GPU Ray Tracing Performance Comparisons [2021-2022]

JoeJ · Dec 11, 2022

Hehe, ok. But i was talking about NV here, not Epic or other game devs : )

Though, it's NVs young internal game studio, and this is their first game. So maybe some inefficiencies are indeed expected.

OlegSH · Dec 11, 2022

JoeJ said:
Yes. Inline disables any reordering or material sorting in HW, so we should use it only with care.

Inline RT doesn't disable anything when it's done via API (SER way) or manually.

JoeJ said:
UberShader seems weakly defined here maybe

The UberShader name speaks for itself - it's just a big shader. Inlining produces big shaders.

JoeJ said:
Looking at the Quake RTX code back then, i definitively had this impression of classical RT, and simplicity > performance. The whole approach just ignores how GPUs work. They are not single threaded, and treating them as such performs poor.

Quake RTX has SW materials sorting, UE 4 and 5 have it and all other major engines with RT support have it too, so there is no single-threaded anything, it's up to programmer whether he wants to sort something or not (api doesn't impose restrictions on that and many devs do sorting in SW), which will obviously depend on programers skills as well as runtime stats (sorting itself must be fast, perf hit w/o sorting must be bad enough to compensate for sorting overhead).
SER just makes it way easier for devs to implement such features and get good performance out of them.

JoeJ · Dec 11, 2022

OlegSH said:
Inline RT doesn't disable anything when it's done via API (SER way) or manually.

As i understand it, inline RT means tracing rays from any shader, likely compute. It returns the result immideatly to the same thread, so there is no more way HW could implement any reordering or material binning.
Contrary, if we use generation and hit shaders, the HW can shuffle rays around in arbitrary ways between those shader stages. Either to group hits by material, or to enable in traversal reordering in the future.

What's the benefit of SER in the scenario of inline tracing? I assume it has no effect at all. Am i wrong with that?

OlegSH · Dec 11, 2022

JoeJ said:
What's the benefit of SER in the scenario of inline tracing? I assume it has no effect at all. Am i wrong with that?

SER is just an API (that exploits Ada HW capabilities) that you can use in any Inline RT shader type to sort something by "key", you can sort hits by materials IDs or you can sort basically anything else with it. API does allow that, you can read here how it's done.

TopSpoiler · Dec 11, 2022

The ReorderThread function only available in the raygeneration shader. I have no idea if it could be callable from the arbitrary material shaders.

JoeJ · Dec 11, 2022

OlegSH said:
The UberShader name speaks for itself - it's just a big shader. Inlining produces big shaders.

'Big shader' does not tell much, so that's no definition of what it means.
Afaik, the term came up with deferred shading. The goal was to have just one shader handling all materials. That's a definition. But it's not meant to be big, but as small as possible while still handling variety.
Now it could also mean stuffing many material shaders into one, selecting with a jump per thread. Not sharing common code paths, no goal of generalization, minimized parallel execution.

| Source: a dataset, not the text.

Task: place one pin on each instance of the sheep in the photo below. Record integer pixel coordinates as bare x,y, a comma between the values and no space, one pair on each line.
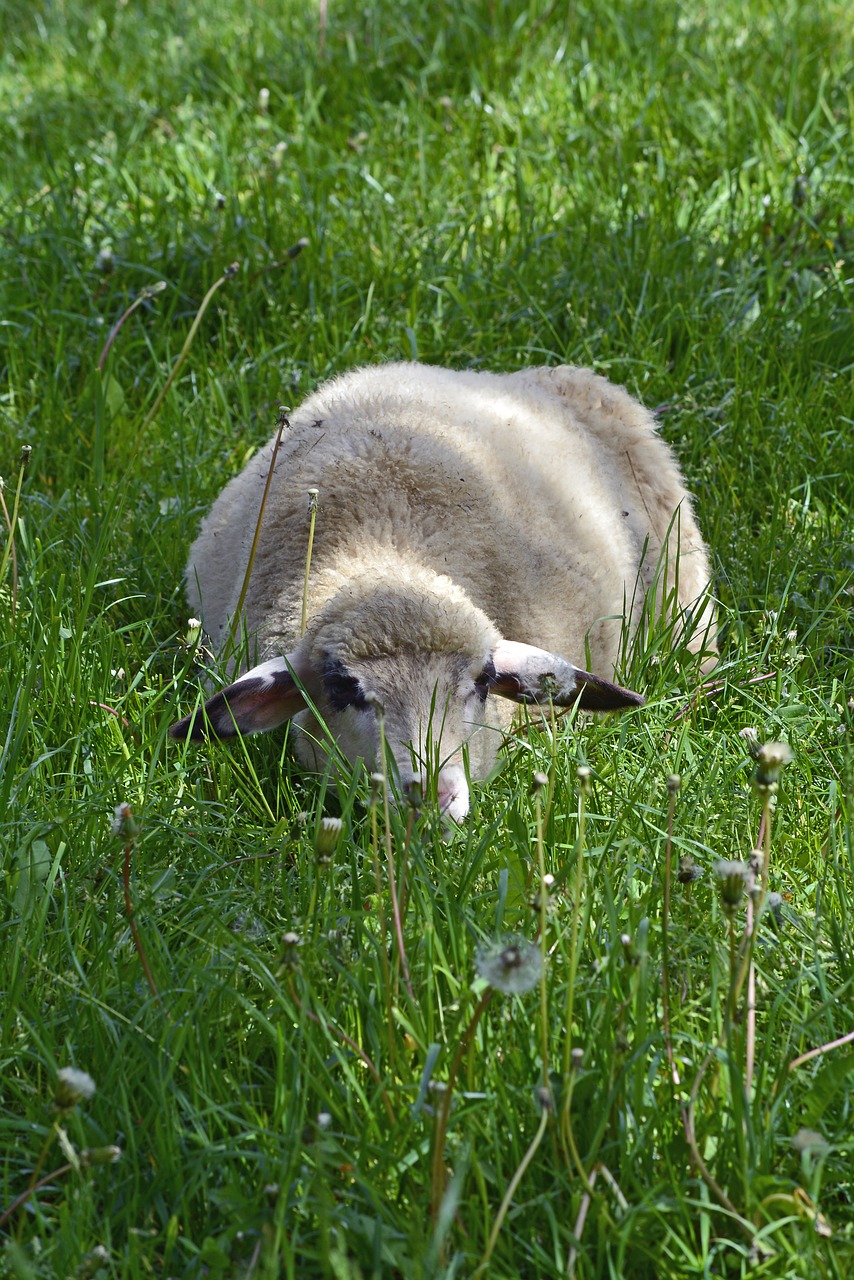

So which definition would you associate with uber shaders? You can not just say it speaks for itself, because it doesn't.

I don't agree inline tracing causes big shaders in general. It simply depends on how much code you type around your traceRay call. For short range AO, inline would be fine for example. Because SER or reordering is pointless, and shader stages only add overhead.

OlegSH said:
Quake RTX has SW materials sorting

Ok, missed this form looking at the code if so. Maybe they added it later, or i was wondering about some other things.

OlegSH said:
SER just makes it way easier for devs to implement such features and get good performance out of them.

How? Idk what SER exactly is. NVAPI seems not public.

I assume it does internal binning so hit shaders have more active threads. But idk what's the granulary. I assume the feature is restricted to a single SM.
Thus, a global binning in SW might still make sense in cases. But SER won't help me with that. It only gives me the option of not doing this, in case SER does better.
But that's just guessing based on marketing slides.

nAo · Dec 12, 2022

JoeJ said:
How? Idk what SER exactly is. NVAPI seems not public.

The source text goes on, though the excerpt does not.